The species of plants you can grow only in water, without any soil base, is truly amazing. So, if you are ready for a shift from the conventional gardening to this water gardening, start now.
Indeed, why not grow your favorite “go-to” herbs in water and keep them close at hand? Water-born herbs grow full of flavor just as those you grow outdoors in the garden. The advantage here is that you don’t have to mess up with soil, or worry about regular plant watering, or changing weather seasons.
While most herbs will be happy growing in water, only those raised from cuttings are easier to start in water. The cilantro, mustard and dill are a bit tricky though because you need to sow the seeds in soil, or another proxy medium, and then do the transfer of the seedlings to water.

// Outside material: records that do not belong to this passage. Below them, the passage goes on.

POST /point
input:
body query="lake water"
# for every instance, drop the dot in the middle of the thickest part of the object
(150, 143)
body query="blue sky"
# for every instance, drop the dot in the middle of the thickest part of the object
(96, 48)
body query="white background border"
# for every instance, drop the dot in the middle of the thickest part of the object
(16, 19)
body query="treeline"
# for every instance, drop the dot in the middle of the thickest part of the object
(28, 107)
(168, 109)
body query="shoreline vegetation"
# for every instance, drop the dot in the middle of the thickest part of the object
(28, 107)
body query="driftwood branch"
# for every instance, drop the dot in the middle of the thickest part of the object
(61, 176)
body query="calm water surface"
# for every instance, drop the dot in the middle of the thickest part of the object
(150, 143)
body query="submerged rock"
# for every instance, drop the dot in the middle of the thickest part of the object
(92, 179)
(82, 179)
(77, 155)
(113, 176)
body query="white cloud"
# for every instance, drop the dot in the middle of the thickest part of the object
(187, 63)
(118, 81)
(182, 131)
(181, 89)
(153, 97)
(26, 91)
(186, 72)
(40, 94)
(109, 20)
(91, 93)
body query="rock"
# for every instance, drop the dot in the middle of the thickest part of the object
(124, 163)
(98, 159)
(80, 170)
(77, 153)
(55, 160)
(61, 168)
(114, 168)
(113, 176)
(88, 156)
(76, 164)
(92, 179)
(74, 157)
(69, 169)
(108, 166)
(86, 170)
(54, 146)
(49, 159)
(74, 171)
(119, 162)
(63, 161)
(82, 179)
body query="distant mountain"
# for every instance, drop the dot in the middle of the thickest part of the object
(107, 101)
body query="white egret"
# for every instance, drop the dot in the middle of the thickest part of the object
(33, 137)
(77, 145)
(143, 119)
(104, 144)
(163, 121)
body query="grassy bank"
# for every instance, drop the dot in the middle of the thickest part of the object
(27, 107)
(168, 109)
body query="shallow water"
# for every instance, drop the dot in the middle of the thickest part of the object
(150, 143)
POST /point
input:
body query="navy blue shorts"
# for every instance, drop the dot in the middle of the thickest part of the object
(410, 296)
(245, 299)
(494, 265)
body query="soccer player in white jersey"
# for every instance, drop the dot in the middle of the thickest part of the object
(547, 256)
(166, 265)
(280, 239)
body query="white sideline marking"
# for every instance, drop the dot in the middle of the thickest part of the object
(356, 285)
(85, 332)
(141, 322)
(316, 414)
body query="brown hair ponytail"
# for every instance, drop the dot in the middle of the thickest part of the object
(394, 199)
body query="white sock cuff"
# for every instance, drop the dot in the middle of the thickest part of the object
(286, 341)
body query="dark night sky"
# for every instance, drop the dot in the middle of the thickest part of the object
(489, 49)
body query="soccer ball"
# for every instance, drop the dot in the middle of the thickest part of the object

Do not hesitate: soil-to-water transition is not impossible! It may not always come successful because soil-grown roots are a bit different from those water-grown.
This is what you need to grow herbs in water
You can root herb cuttings in glass bottles filled with plain water and place them on your kitchen sill. Tap water (left to air overnight) is fine, and so is stored rainwater. The best is spring or well water – it has some amount of dissolved minerals that are quickly absorbed by the plants.
Note: Avoid using chlorinated water with fragile plants as the bleaching chemical is not exactly friendly to plant tissues.